Hora das organizações saírem do armário!

De Maurício Sodré, para Tendências - Especial Diversidade

Pela primeira vez na minha vida, e sem medo nenhum, hoje digo que sou um homem gay no meu trabalho, na minha casa e com meus amigos. Só hoje posso dizer que me permito ser plenamente eu em todos os ambientes, mas nem sempre foi assim.

Para uma pessoa LGBTQIA+, a conquista por um trabalho digno começa antes do primeiro dia de trabalho. É ouvir da sua figura paterna na infância que "prefere um filho ladrão a um filho gay", quando você nem sabe o quão "perigoso" é brincar com bonecas em vez de carros, ou quando voltando da balada na rua, escuta de homens mal encarados que "essas bichas têm que apanhar mesmo", e sua única opção é correr para se proteger de apanhar ou morrer.

Digo que superei todos esses obstáculos, mas não me orgulho disso. Na realidade, me entristeço que tenhamos que passar por essas barreiras para alcançar o  reconhecimento ou sucesso. E, mesmo depois disso tudo, conseguir uma vaga não é sinônimo de prosperidade. 

Em uma oportunidade que tive, uma pessoa que ocupava a cadeira de vice-presidente na época me cumprimentou com um forte aperto de mão e, logo após, disse: "Tem que apertar mais forte, rapaz", em  tom de desdém. Era algo que dizia, nas entrelinhas, que não era bem-vindo naquele lugar. Esse gesto foi o que me mobilizou a trazer a pauta sobre diversidade dentro dessa mesma organização e impactar mais de 500 pessoas com uma única ação no Dia Internacional Contra a Homofobia.

Uma ação pontual pode até iniciar discussões, mas não muda realidades! Empresas podem vender-se como inclusivas, mas se a diversidade está somente nas posições iniciais e não também presentes nos cargos de tomada de decisão, essa mesma empresa faz apenas o mínimo para alcançar a fachada de "empresa amiga da diversidade" e se acha no direito de levantar uma bandeira de inclusão (o que podemos considerar como tokenismo). 

Durante os últimos anos, pude me conectar com pessoas que viveram o que passei e têm o mesmo desejo que eu: "hackear" culturas organizacionais para que pessoas LGBTQIA+ não sejam só um número para estar nos relatórios de diversidade, mas que sejam indivíduos reconhecidos por serem profissionais incríveis no que fazem e sejam pagos da forma que merecem.

Mas nem tudo é ruim na minha jornada!
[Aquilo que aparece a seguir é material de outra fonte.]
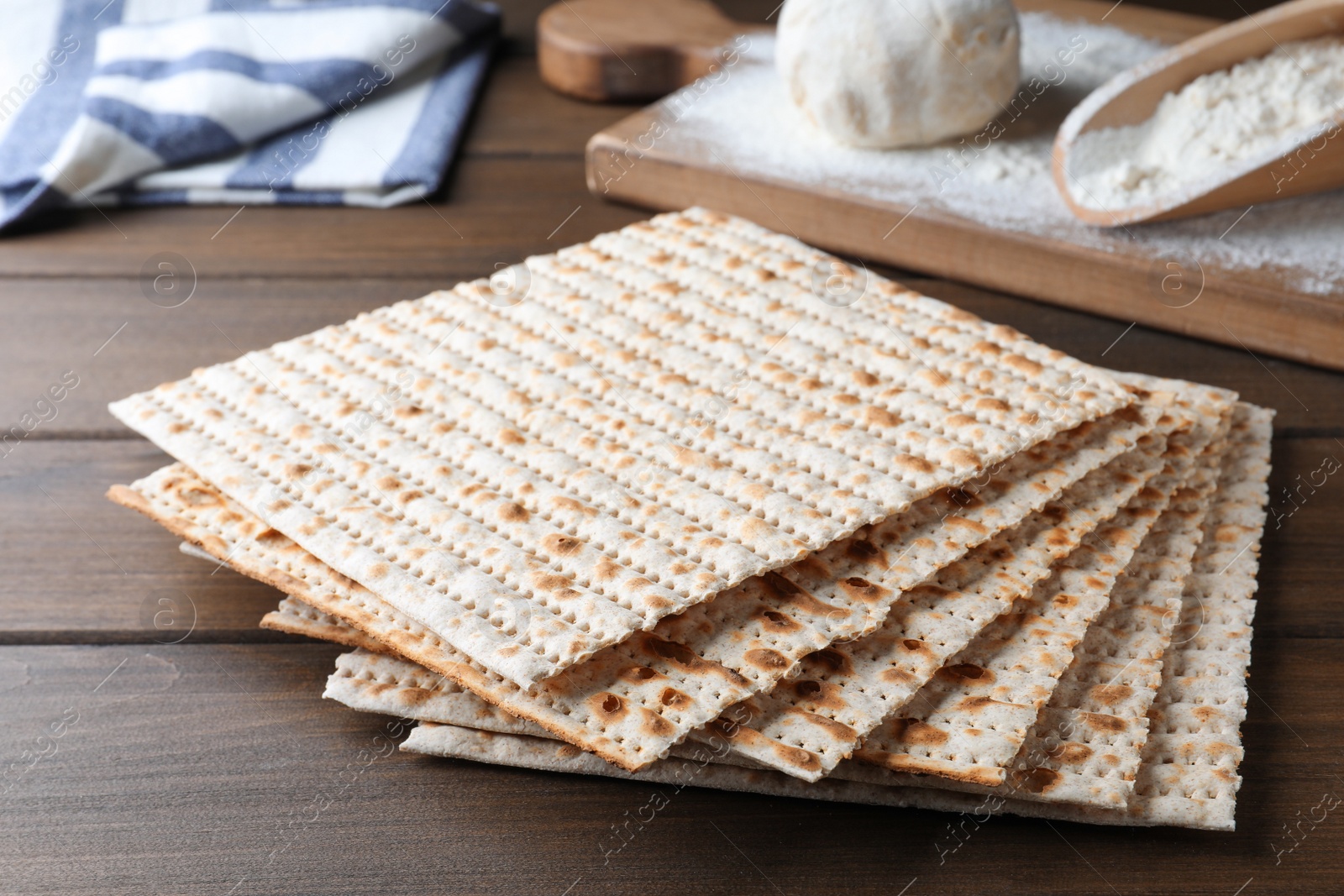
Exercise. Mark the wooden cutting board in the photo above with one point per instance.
(1261, 308)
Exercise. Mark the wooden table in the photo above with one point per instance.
(195, 754)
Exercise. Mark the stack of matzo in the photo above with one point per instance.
(663, 508)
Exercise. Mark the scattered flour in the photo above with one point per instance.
(1256, 110)
(748, 123)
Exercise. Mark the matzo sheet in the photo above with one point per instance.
(761, 627)
(538, 469)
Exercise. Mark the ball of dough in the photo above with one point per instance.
(898, 73)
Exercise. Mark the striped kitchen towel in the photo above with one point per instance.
(340, 102)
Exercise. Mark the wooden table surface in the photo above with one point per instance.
(192, 752)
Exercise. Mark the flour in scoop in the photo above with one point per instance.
(745, 123)
(1250, 113)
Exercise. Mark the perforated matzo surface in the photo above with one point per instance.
(764, 625)
(539, 470)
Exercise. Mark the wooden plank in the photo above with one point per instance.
(202, 768)
(1256, 308)
(519, 116)
(496, 210)
(67, 322)
(82, 570)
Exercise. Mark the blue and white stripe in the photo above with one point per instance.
(252, 101)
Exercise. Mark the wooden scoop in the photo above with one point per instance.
(631, 50)
(1132, 98)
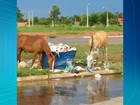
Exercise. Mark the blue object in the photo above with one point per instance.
(60, 61)
(90, 69)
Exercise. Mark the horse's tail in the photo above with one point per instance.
(91, 42)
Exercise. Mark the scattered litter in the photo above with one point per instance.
(90, 69)
(106, 69)
(60, 47)
(57, 70)
(97, 75)
(79, 68)
(69, 66)
(22, 64)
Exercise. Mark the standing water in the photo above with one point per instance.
(75, 91)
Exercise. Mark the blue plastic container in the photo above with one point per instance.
(60, 61)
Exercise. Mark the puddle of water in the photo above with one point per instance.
(78, 91)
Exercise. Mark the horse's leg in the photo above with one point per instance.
(40, 60)
(105, 58)
(34, 58)
(19, 53)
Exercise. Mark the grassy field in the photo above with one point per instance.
(72, 30)
(115, 57)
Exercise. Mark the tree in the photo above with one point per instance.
(19, 16)
(54, 13)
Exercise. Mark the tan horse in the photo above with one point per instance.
(98, 45)
(37, 45)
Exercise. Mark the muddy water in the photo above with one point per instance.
(76, 91)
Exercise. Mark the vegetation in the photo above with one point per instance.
(95, 18)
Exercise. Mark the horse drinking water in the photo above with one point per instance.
(35, 44)
(98, 45)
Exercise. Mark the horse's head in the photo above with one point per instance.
(89, 60)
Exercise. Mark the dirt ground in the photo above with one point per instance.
(81, 34)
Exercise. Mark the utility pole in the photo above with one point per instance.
(87, 14)
(107, 20)
(30, 18)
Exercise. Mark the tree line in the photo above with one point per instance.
(55, 18)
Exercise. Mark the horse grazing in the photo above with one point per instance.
(98, 44)
(37, 45)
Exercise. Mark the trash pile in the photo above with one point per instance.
(60, 47)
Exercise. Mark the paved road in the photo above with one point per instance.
(112, 40)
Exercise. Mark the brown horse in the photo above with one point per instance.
(37, 45)
(98, 44)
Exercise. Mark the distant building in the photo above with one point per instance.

Em minha última experiência organizacional, lembro do CEO notar como estava vestido numa festa de fim de ano (eu estava beeeem gay - aqui, uso como sinônimo de incrivelmente lindo) e comentar: "Se alguém um dia ousar fazer piada sobre sua sexualidade, me avisa que chamo os diretores para cair na porrada com essa pessoa". Desconsiderando o álcool envolvido e fazendo a análise do discurso, sabia que ele queria dizer que eu estava num ambiente seguro. Aos poucos, vamos evoluindo!

Não posso (e nem quero) que este relato se baste por si só, uma vez que represento apenas um recorte das várias letras dessa sigla. Quero que esse discurso de (r)existência se una a outras intersecções de orgulho, em que pessoas plurais, que buscam um espaço no mercado de trabalho, possam entregar seus talentos por meio dos seus trabalhos e, também, possam viver em harmonia com as pessoas com quem se conectam. Até porque, como diria RuPaul: "Se você não consegue amar a si mesmo, como diabos vai amar outra pessoa?"